After decades of shrouded public knowledge, Andrésen's own story has finally come to light. In the first half of The Most Beautiful Boy in the World, Lindström & Petri highlight the timeline and aftermath of Andrésen's career reputation. The film is a hybrid between archival super-8 film from re-collected home-movie stock, live digital footage, and various staged tableaus & slow-motion photography that enhance the internalised regret and remorse of Björn's actions and career. A man still trying to forgive himself through intensive trial and tribulation, the film uses a unique framing device of taking very real abandoned locations and adding a cultural connotation to these staged scenes. For example, at the start of the film, we see Björn linger around the hallways of a ram-shambled hotel — a luxurious resort that resembles a similar building to the iconic structure featured in the film Death in Venice.
Throughout the film, the hybrid-style never becomes grading. Lindström & Petri have a clear dedicated talent in when to properly execute these staged moments, without becoming intrusive nor indulgent in self-referential aesthetics. Where the film truly tumbles is in its examination of Andrésen's personal and family life. Highlighting the tragic events of his early childhood, the film handles Andrésen's affairs with a great amount of delicate craft. The issue more relies upon the merging of the two halves, where The Most Beautiful Boy in the World becomes less about the bi-product of fame, and more of a profound deconstruction of the cycles of trauma and familiar bloodlines. The two essential thoughts relatively work together overall. However, it's the strange tonal shift between the two ideas that come off as unfocused.
The shift isn't a deal breaker by any means. For a film that acknowledges Andrésen's personal space and his own spiritual journey, there's a certain level of emotional catharsis that radiates throughout the short runtime. It's clear that Lindström & Petri have a great amount of respect for Björn, and it's demonstrated in nearly every scene when depicting his harrowing adult years. The Most Beautiful Boy in the World is a film that cares less about being the next major non-fiction cinematic landmark, and more exists for the sake and purpose of educating the general public. It's a piece of informative filmmaking that exists to be an essential reminder for those unsettled by the cycles of trauma and the reality that exists behind every short-lived career in the limelight.

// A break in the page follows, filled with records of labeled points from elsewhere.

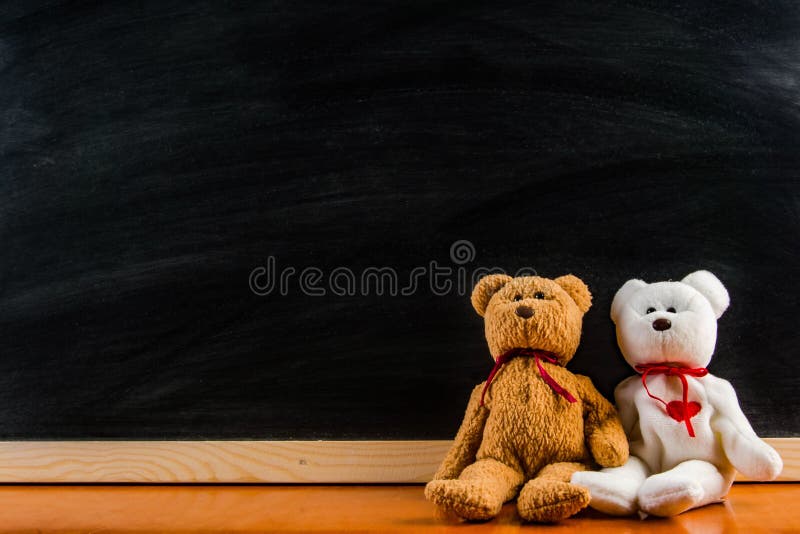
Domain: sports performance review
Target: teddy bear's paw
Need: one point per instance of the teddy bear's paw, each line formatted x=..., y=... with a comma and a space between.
x=610, y=494
x=665, y=497
x=467, y=499
x=547, y=501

Dir: Kristina Lindström & Kristian Petri
Cast: Björn Andrésen, Luchino Visconti
DOP: Erik Vallsten
Country: Sweden
Year: 2021
Runtime: 94 minutes
The Most Beautiful Boy in the World premiered at this year's Sundance Film Festival as part of the World Cinema Documentary Competition category. The film will screen again virtually on January 31st. Juno Films will release The Most Beautiful Boy in the World in the coming months.